El señor Klüber comenzó por presentar tan finamente sus cumplimientos, y al saludar se inclinó tan noblemente, resbaló los pies de un modo tan agradable y entrechocó ambos tacones con tal urbanidad, que no podía vacilarse en decir: «Este es un hombre cuya ropa interior y virtudes morales son de primera calidad». En la mano izquierda, calzada con guante de Suecia, sujetaba, reluciente como un espejo, un sombrero, y en el fondo de él yacía el otro guante; la mano derecha, desnuda, que alargó a Sanin con ademán modesto pero resuelto, era tan pulida que superaba todo lo imaginable; cada uña era la perfección misma en su especie. Luego declaró, con los términos más escogidos de la lengua alemana, que había deseado presentar sus respetos y la seguridad de su gratitud al señor extranjero que había prestado tan señaladísimo servicio a un futuro pariente suyo, el hermano de su prometida. Al decir estas palabras, extendió la mano izquierda, la que sostenía el sombrero, en dirección a Emilio, quien, perdiendo el tino, se volvió hacia la ventana y se metió el dedo índice en la boca. Herr Klüber añadió que se consideraría muy feliz si por su parte pudiera hacer alguna cosa que le fuese grata al señor extranjero.
Sanin respondió, también en alemán, pero no sin algunas dificultades, que estaba encantado…, que el servicio era de poca importancia…, y rogó a sus huéspedes que tomasen asiento. Herr Klüber le dio las gracias, y, levantándose los faldones de la levita, se sentó en una silla, pero tan ligeramente y tan poco segura, que era imposible no decirse: «He ahí un hombre que se ha sentado por pura fórmula y que va a levantar el vuelo al instante».

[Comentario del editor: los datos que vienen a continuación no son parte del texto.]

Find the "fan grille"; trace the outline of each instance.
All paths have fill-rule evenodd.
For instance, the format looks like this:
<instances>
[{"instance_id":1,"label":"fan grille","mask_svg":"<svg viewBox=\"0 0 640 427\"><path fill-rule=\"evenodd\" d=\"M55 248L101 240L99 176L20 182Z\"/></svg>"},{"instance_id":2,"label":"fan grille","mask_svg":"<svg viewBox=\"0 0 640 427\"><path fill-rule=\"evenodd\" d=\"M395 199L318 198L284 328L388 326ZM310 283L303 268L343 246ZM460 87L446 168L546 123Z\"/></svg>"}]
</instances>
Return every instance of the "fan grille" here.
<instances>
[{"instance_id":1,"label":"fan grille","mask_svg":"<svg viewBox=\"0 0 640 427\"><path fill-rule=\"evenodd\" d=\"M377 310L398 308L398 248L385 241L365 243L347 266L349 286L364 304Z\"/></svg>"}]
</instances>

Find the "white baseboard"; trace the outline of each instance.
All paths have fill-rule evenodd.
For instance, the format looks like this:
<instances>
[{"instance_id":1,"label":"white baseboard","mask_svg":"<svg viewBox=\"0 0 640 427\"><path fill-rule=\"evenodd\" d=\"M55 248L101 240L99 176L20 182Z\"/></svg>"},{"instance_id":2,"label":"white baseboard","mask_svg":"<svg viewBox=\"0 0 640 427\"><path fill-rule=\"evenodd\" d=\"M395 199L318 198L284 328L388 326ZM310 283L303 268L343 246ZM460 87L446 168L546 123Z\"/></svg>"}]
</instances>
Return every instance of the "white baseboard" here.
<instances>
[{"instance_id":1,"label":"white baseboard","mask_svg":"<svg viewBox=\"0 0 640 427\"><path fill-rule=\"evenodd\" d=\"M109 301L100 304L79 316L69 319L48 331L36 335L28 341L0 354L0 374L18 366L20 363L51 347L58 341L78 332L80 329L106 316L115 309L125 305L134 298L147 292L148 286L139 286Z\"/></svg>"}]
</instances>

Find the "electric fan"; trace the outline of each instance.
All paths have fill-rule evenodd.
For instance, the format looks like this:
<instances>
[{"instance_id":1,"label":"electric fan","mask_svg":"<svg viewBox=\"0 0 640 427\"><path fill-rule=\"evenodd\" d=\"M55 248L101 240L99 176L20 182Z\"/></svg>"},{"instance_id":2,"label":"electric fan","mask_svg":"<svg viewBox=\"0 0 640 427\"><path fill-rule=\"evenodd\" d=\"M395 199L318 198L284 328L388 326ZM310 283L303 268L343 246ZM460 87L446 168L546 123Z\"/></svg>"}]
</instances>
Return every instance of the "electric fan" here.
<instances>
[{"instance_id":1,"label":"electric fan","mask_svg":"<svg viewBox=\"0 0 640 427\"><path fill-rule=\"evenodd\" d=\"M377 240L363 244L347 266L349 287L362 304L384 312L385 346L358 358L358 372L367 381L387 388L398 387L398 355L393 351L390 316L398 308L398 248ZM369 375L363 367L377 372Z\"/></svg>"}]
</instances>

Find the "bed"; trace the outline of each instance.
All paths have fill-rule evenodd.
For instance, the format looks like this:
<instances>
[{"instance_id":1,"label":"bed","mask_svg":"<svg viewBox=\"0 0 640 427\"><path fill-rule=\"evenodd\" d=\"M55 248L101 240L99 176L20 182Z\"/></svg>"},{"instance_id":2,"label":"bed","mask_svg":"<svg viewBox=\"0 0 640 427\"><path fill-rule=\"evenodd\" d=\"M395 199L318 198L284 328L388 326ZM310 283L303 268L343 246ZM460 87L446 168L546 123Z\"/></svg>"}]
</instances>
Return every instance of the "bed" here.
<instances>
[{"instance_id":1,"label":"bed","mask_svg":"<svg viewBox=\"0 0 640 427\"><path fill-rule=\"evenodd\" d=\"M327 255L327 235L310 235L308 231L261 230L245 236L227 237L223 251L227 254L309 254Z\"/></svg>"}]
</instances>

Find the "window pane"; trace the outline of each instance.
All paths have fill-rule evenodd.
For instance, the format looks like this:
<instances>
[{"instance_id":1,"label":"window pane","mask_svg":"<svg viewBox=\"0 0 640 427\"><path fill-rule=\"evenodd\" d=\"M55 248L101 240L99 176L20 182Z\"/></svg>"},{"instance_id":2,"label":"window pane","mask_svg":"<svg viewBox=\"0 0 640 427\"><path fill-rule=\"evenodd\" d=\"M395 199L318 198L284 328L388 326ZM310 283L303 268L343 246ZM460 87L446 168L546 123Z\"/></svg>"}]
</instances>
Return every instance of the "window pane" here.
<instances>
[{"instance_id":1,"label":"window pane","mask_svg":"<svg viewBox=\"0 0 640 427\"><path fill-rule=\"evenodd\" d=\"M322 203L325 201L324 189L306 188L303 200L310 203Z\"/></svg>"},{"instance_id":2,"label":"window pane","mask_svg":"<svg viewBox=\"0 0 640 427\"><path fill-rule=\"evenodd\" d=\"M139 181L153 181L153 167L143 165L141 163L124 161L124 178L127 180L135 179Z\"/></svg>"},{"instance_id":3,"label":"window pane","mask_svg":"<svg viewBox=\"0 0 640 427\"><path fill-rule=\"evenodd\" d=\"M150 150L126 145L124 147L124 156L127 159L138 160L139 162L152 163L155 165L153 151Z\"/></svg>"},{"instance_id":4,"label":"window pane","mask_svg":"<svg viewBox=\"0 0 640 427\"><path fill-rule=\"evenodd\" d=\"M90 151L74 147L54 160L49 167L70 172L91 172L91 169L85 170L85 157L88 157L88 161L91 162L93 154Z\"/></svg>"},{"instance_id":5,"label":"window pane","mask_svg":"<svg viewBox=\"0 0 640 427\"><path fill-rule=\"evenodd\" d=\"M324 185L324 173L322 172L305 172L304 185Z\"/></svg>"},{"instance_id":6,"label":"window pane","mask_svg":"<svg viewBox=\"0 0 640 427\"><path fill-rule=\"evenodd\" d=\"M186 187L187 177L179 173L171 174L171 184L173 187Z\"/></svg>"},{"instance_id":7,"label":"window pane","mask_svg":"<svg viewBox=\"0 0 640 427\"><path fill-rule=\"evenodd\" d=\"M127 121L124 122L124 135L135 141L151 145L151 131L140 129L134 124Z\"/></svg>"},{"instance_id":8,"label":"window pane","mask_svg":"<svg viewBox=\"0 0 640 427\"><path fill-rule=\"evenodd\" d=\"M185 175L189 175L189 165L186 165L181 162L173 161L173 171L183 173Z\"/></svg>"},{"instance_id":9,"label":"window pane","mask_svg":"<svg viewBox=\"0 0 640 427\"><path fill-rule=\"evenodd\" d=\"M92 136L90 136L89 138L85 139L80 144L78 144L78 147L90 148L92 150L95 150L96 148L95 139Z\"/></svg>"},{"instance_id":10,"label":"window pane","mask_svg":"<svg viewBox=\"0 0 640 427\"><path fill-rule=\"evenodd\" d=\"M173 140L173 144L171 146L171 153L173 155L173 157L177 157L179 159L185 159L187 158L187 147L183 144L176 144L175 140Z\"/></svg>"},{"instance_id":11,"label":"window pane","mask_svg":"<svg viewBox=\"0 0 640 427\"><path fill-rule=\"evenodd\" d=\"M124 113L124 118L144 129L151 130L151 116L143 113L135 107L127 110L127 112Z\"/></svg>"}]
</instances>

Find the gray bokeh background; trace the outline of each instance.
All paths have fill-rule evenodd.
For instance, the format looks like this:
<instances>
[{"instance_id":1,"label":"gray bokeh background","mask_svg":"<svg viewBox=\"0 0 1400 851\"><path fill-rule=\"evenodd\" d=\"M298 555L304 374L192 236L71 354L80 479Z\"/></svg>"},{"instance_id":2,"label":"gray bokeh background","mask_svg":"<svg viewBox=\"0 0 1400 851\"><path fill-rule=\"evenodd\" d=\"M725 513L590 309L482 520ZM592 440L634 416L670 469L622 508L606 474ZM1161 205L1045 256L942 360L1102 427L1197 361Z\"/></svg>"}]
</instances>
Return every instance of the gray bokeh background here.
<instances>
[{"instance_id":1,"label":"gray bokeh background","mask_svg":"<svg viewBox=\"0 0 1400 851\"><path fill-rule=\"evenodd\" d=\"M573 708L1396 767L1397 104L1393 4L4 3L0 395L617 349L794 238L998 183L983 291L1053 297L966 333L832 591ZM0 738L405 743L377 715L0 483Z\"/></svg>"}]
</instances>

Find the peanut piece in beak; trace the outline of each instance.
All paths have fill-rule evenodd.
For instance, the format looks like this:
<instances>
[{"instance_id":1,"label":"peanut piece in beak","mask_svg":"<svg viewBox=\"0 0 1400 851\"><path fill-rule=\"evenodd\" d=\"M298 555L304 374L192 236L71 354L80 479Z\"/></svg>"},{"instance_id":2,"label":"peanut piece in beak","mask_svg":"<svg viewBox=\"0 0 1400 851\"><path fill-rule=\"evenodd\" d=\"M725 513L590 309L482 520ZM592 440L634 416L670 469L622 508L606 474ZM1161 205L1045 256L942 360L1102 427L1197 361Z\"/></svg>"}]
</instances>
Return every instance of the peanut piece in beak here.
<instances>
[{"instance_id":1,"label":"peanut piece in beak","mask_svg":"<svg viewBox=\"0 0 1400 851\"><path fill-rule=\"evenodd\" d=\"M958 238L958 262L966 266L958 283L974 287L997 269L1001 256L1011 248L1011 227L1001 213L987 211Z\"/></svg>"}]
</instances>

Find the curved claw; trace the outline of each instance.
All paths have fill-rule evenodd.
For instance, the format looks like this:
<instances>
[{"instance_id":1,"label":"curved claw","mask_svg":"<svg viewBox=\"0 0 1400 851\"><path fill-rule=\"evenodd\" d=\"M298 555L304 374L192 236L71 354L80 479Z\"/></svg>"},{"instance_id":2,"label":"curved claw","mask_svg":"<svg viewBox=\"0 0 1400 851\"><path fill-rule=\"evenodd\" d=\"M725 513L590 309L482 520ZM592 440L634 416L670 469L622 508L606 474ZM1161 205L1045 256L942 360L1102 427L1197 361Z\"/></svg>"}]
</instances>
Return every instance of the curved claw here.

En efecto, levantó el vuelo unos minutos después, y dando discretamente dos pasitos adelante, como en la contradanza, explicó con aire modesto que, con gran pesar suyo, no podían permanecer más tiempo fuera del almacén —¡los negocios ante todo!—, pero que siendo domingo el día siguiente, con la aprobación de Frau Lenore y de Fräulein Gemma, había organizado una gira de recreo a Soden, a la cual tenía el honor de invitar al señor extranjero, y que abrigaba la esperanza de que éste se dignaría embellecerla con su presencia.
Sanin no rehusó “embellecerla”. Herr Klüber saludó de nuevo y salió, luciendo sus pantalones del matiz más delicado, color garbanzo; las suelas de las botas, nuevecitas, chillaban no menos agradablemente.